Stellvertretender Landrat Manfred Huhs begründete seine Entscheidung, auch im Alter von fast 70 Jahren noch einmal für den Gemeinderat zu kandidieren: "Ich hätte nie in meinem Leben erwartet, dass der Bürgermeister seinem Ehrenbürger nicht einmal die Hand gibt. Das gab mit den Ausschlag, dass ich gesagt habe, ich muss nochmal mitmachen."

Einverständnis bestand damit, mit der Freien Wählergemeinschaft Neuensorg eine Listenverbindung einzugehen.

Michael Schramm schlug Reiner Meisel für die Nominierung zum Bürgermeisterkandidaten der Freien Wähler vor: "Ich schlage ihn aus persönlicher Überzeugung vor und bin hundertprozentig davon überzeugt, dass Reiner Meisel der richtige Mann ist."

Reiner Meisel stellte sich und seine Ziele vom Bürgermeisteramt vor. "Ich bin in Marktleugast aufgewachsen, ich war hier schon immer engagiert. Mir liegt Marktleugast sehr am Herzen." Meisel war beim TV Marktleugast Handballtrainer, hat als stellvertretender Vorsitzender des Fördervereins den Turnhallenbau im Jahr 2000 unterstützt, hat bei der LQN-Initiative den Gewerbeführer und den LQN-Taler mit herausgebracht. Seit einem Jahr ist Reiner Meisel, ausgebildeter Wanderführer, auch Vorsitzender des Frankenwaldvereins Marktleugast.

Notbremse gezogen
Meisel warf auch die Frage auf, warum er sich zur Wahl stelle: "Es ist für meine Begriffe in den letzten sechs Jahren einfach zu wenig passiert. Wir haben bei LQN gemerkt, es gibt andere Gemeinden, da passiert wesentlich mehr. Wir haben auch lange darauf eingewirkt, dass bei uns mehr passiert; bloß ein mancher ist offensichtlich beratungsresistent. Und es war dann halt die Frage, was macht man? Mir liegen das Oberland und damit meine Heimat am Herzen. Und deswegen habe ich mich auch entschlossen, zu kandidieren, auch gegen unseren jetzigen Bürgermeister. Wir haben gesagt, wir ziehen die Notbremse, denn wenn es so weitergeht, fallen wir hinten runter. Das wollen wir nicht, sondern wir wollen mehr machen. Wir können mehr machen und das haben wir auch bewiesen."
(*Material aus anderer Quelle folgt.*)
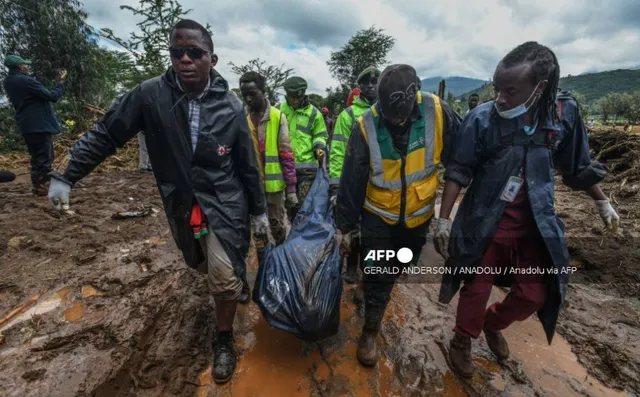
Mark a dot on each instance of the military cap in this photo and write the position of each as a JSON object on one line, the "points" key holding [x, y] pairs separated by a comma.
{"points": [[371, 71], [295, 86]]}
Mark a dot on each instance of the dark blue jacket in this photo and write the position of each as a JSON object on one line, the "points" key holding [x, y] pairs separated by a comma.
{"points": [[32, 102], [488, 151]]}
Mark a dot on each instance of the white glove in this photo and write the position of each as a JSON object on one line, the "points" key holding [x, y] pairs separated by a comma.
{"points": [[441, 238], [344, 241], [59, 194], [261, 224], [608, 215], [292, 198]]}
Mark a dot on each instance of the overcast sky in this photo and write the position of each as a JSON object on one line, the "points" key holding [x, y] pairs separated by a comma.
{"points": [[439, 38]]}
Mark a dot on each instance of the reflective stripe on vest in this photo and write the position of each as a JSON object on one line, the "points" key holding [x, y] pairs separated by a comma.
{"points": [[307, 129], [274, 179], [384, 196]]}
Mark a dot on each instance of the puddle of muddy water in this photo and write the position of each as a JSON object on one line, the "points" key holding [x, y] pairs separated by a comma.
{"points": [[275, 363]]}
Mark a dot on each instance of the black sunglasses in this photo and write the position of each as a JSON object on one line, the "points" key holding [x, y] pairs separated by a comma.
{"points": [[192, 52]]}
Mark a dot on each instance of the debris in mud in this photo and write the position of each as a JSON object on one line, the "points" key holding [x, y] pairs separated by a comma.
{"points": [[20, 309], [141, 213], [34, 375], [19, 242], [620, 151]]}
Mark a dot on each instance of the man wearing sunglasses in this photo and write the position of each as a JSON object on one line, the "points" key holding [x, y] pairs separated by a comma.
{"points": [[308, 134], [206, 168], [367, 82]]}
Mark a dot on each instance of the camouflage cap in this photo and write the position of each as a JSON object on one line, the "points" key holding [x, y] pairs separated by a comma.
{"points": [[371, 71], [295, 86]]}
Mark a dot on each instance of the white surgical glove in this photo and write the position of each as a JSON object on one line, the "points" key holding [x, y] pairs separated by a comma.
{"points": [[441, 238], [608, 215], [261, 224], [292, 198], [59, 194], [344, 241]]}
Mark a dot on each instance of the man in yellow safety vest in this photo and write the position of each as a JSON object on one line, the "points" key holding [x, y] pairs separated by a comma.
{"points": [[389, 183], [270, 133]]}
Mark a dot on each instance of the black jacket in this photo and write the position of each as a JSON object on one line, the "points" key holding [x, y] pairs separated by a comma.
{"points": [[222, 175], [32, 103], [355, 170]]}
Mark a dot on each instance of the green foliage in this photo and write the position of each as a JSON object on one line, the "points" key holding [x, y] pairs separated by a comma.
{"points": [[336, 99], [596, 85], [456, 84], [316, 100], [366, 48], [451, 100], [617, 105], [148, 51], [274, 76], [53, 34]]}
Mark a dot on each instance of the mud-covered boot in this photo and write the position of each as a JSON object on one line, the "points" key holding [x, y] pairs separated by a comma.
{"points": [[367, 348], [224, 357], [245, 295], [367, 345], [497, 343], [460, 355]]}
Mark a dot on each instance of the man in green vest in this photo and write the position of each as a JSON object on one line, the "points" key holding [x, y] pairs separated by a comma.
{"points": [[388, 187], [308, 134], [367, 82], [270, 133]]}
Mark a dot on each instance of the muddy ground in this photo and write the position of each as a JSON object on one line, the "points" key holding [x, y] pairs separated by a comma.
{"points": [[119, 314]]}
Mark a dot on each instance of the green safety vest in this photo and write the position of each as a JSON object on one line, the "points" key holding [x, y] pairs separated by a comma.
{"points": [[304, 137], [274, 179]]}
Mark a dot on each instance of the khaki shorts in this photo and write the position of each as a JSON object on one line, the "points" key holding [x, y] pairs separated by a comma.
{"points": [[223, 281]]}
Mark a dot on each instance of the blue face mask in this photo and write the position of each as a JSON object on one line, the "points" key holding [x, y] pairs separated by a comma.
{"points": [[520, 109], [530, 130]]}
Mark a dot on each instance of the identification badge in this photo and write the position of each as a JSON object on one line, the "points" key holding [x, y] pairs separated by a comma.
{"points": [[511, 190]]}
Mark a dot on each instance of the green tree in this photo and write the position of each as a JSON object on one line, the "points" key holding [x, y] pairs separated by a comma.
{"points": [[149, 49], [54, 35], [451, 100], [582, 104], [366, 48], [274, 76], [316, 100]]}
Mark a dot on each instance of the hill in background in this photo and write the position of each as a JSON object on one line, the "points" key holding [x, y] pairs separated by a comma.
{"points": [[454, 84], [592, 85], [596, 85]]}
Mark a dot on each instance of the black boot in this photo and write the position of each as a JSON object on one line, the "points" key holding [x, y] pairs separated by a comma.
{"points": [[367, 352], [224, 357], [245, 295], [460, 355]]}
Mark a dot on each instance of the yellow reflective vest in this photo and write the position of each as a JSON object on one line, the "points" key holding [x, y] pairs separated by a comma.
{"points": [[404, 184]]}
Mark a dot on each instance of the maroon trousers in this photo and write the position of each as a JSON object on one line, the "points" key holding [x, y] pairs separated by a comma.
{"points": [[510, 252]]}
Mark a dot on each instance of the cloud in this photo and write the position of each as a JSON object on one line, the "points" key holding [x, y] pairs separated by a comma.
{"points": [[455, 37]]}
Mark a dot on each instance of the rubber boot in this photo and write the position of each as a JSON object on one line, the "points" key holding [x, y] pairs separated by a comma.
{"points": [[367, 345], [245, 295], [460, 355], [224, 357], [497, 343]]}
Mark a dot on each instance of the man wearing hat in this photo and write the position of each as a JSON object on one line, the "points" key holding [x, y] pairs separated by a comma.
{"points": [[308, 134], [35, 117], [388, 185], [367, 83]]}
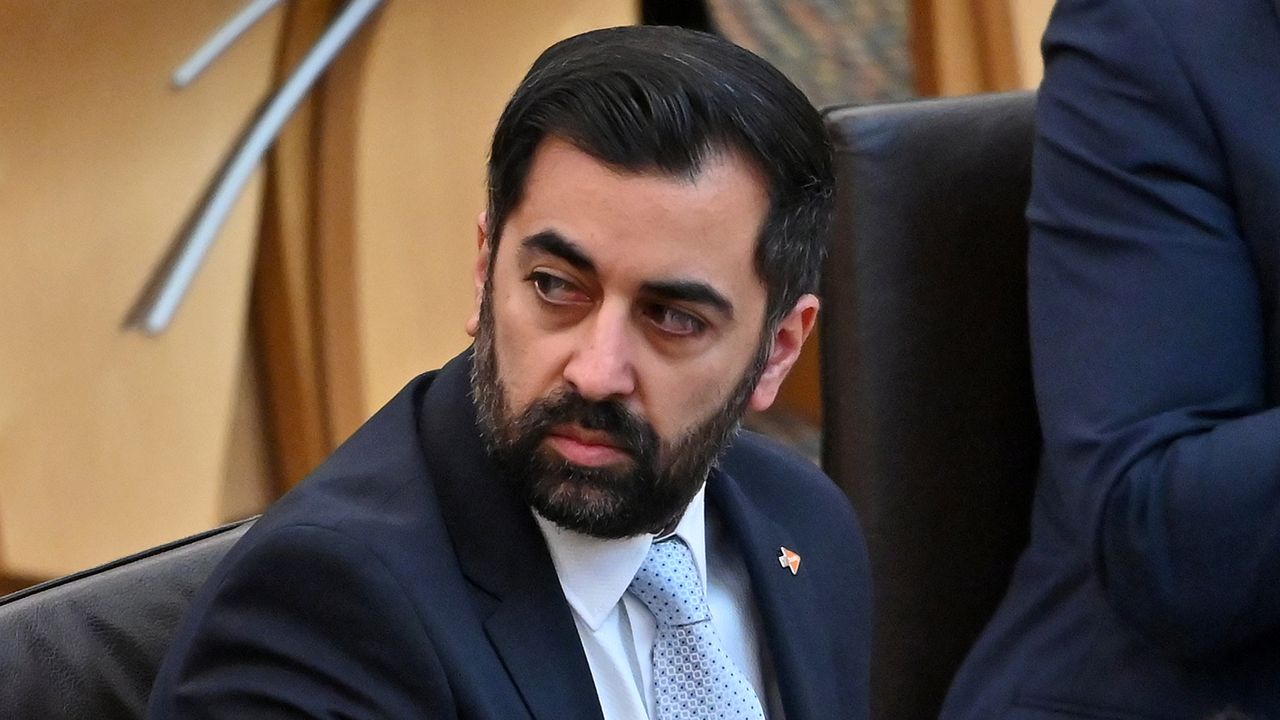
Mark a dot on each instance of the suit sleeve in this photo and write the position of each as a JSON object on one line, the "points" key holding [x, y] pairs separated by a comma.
{"points": [[1147, 337], [305, 624]]}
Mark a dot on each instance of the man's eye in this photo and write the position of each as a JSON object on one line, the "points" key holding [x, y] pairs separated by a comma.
{"points": [[675, 322], [554, 288]]}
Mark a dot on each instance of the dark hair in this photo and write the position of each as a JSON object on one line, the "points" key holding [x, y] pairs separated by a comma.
{"points": [[661, 99]]}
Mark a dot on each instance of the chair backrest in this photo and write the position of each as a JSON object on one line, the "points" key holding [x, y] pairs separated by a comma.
{"points": [[929, 420], [87, 646]]}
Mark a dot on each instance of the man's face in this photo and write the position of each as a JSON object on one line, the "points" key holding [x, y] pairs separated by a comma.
{"points": [[620, 336]]}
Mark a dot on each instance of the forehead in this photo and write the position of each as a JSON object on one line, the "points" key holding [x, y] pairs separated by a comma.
{"points": [[647, 226]]}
Als Bürgermeister der Marktgemeinde Marktleugast will Reiner Meisel mehr Transparenz praktizieren: "Wir wollen im Rathaus, im Gemeinderat und auch in der ganzen Gemeinde für Transparenz sorgen. Wir wollen miteinander arbeiten, denn wir haben gemerkt, dass man die Kräfte bündeln muss. Man muss miteinander was weiterbringen, und das werden wir auch schaffen. Wir Freie Wähler stehen für Qualität und wir wollen was bewegen. Wir wollen den Menschen helfen, und das geht im Kindergarten an. Wir wollen auch den Familien und speziell den jungen Familien helfen, die sich hier wohlfühlen sollen."

Es gehe ferner darum, die vorhandene Infrastruktur in der Marktgemeinde zu erhalten: "Da brauchen wir die Firmen dazu. Wir müssen es auch wertschätzen, dass Firmen da sind, die Arbeitsplätze schaffen und Steuern zahlen. Wir müssen auch ein Klima schaffen, dass Neuansiedlungen herbringen."

Bürgerversammlungen in den Ortsteilen angekündigt

Schließlich sprach sich Reiner Meisel auch dafür aus, die Ortsteile noch mehr als bisher in das Geschehen einzubinden. Er kündigte einmal im Jahr in den Ortsteilen eine Art "kleine Bürgerversammlung" an: "Die Bürgerinnen und Bürger sollen vor Ort sagen können, was sie wollen."